Nie wiem kto ich sponsoruje, ale jest bardzo rozrzutny, jak walą z ATGM do namiotów
namiot wart 100$ pocisk100000$ mają rozrzut koziełby
Kurwa ten namiot jest kuloodporny czy szmaty które mają na sobie bo wyszli z tego jak po deszczu
Noż kurwa- jak dzieci normalnie... Ile razy wam trzeba powtarzać, że wojna to najlepszy biznes?! Gdyby ich nie było stać, albo mieliby braki w uzbrojeniu to by nie walili takimi pociskami do wszystkiego co się rusza po ziemi, na morzu, czy w powietrzu. Jak widać na powyższym nagraniu, efektywność ostrzału była 100%. Został zniszczony nie tylko namiot, ale też skład amunicji, który się w nim znajdował, i zapewne ktoś został zabity i/lub ranny. Przestańcie się do kurwy nędzy dziwić, skąd oni na to mają kasę, czy skąd mają te pociski. To czym oni strzelają pamięta jeszcze czasy komuny i pierwszą wojnę w Afganistanie. W poradzieckich zbrojowniach zalega/zalegało tego w chuj i jeszcze trochę. Np. na targu w Mogadiszu prędzej i taniej kupisz "kałacha" niż coś do jedzenia. To samo tyczy się Syrii, Iraku i A-stanu. Te pociski typu Spigot, Sagger, etc. też mają swój "termin ważności" i trzeba je wcześniej czy później "odpalić". Żeby ich nie niszczyć na poligonach, sprzedaje się je takim właśnie krajom, w których tłuką się między sobą. Nie chce mi się nic więcej pisać na ten temat, bo rozwinąłem się jak tulipan na rondzie, a do Was to i tak nie dotrze, bo pod następnym filmikiem znowu zobaczę: "skąd oni na to maja kasę", "jak im się opłaci taki drogi pocisk posłać w ledwo jeżdżący samochód z jedną/dwoma osobami na pokładzie"... Opłaci im się i już!
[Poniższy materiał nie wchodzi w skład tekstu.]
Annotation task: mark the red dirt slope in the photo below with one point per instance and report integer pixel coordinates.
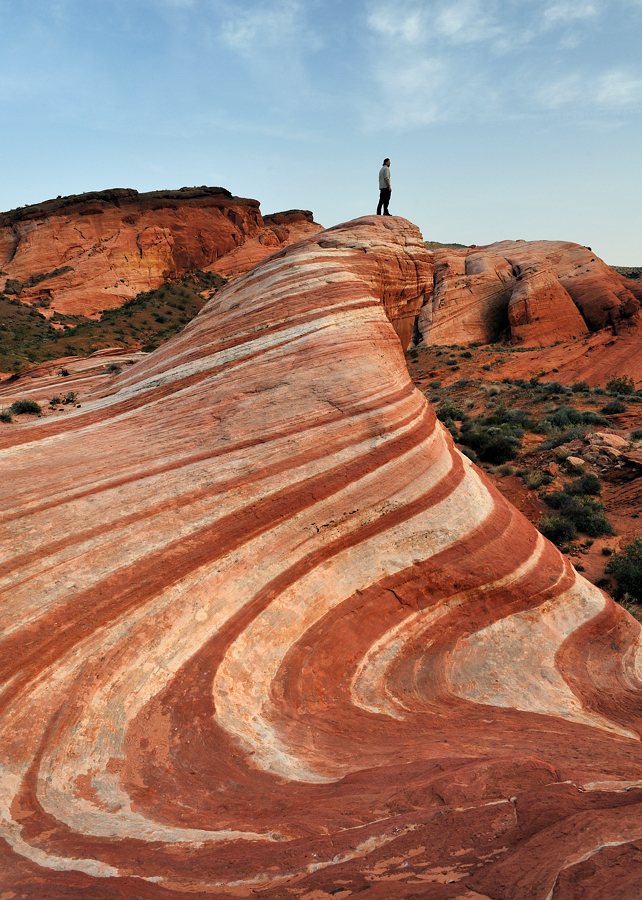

Noż kurwa jebana mać- następny tępy lemiesz...
Nie rozumiesz, ćwoku, o czym inni piszą, bo jesteś zaślepiony swoim "autorytetem". Skopiować z wikipedii potrafi każdy. (...)
(...)I nie pierdol, że wyrzutnie TOW i pociski do nich pamiętają czasy komuny, czy pochodzą z poradzieckich zbrojowni(...).